Yesterday, I attended our school's fall play. While I have enjoyed and been entertained by every play we have done, I've never been more impressed by my students as much as I was with this one. The play is called Women and War. My students stepped into the shoes of Vietnam nurses, gold star mothers, war protestors, wives waiting for their husbands to return from Korea, WWII soldiers writing to their girl at home, and those who served in other capacities (like phone operators and USO girls). They portrayed worry, sadness, anger, joy, and PTSD. Their preparation involved more than memorizing lines and learning stage blocking. They read dozens of articles, visiting the WWI immersive exhibit at our local museum, interviewed an air force reservist, and attempted to truly interpret the intent of the playwright. The result was a theatre experience unlike any I've seen in a high school. In the audience, you could have heard a pin drop. There was none of the shifting around, moving to restrooms, and talking between scenes that have become relatively normal at plays (even though they shouldn't). The only sounds were those of sniffles from people who had been moved to tears. When the lights went it out, there was a beat before the applause began, and even then, it was quieter applause than normal. The audience needed that moment as they moved from experiencing the characters and their stories to remembering that they were an audience. There was empathy in the audience, but it was because there was empathy on that stage.
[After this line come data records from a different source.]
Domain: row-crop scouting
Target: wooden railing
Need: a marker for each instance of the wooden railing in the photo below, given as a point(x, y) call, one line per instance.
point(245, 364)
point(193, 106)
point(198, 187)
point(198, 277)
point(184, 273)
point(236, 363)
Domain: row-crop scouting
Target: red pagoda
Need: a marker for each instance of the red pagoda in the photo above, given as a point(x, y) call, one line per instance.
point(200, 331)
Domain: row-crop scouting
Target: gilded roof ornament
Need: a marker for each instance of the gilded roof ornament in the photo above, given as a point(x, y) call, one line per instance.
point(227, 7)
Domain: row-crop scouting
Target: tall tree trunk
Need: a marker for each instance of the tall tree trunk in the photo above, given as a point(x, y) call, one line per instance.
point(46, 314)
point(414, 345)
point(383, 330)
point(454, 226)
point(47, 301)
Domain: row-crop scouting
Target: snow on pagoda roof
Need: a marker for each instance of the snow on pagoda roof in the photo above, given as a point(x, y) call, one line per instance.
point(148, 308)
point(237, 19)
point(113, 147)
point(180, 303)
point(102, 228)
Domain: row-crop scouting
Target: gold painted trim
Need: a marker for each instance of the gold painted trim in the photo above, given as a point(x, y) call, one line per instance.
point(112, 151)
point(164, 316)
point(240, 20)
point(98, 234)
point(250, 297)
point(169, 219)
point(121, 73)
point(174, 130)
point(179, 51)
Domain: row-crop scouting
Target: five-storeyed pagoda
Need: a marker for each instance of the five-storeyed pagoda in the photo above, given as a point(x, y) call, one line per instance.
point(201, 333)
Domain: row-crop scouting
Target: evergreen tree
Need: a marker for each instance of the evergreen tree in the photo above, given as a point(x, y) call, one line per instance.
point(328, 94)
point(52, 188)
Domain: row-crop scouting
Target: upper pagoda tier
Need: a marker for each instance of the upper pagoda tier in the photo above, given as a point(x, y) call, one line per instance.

For the two dozen cast and crew of this play, Veteran's Day will not be the same. Neither will their studies of history class or trips to DC. Once empathy has been achieved, it marks their hearts.
Like anything else, there is no "one size fits all" method. Writing will not successfully build empathy in all students; neither will community service. Both methods will reach some. Projects are not going to open all of their eyes, but participation in the arts might. If each method reaches some, the cumulative effect will be powerful. Do as many as you can wherever it fits in the context of your school.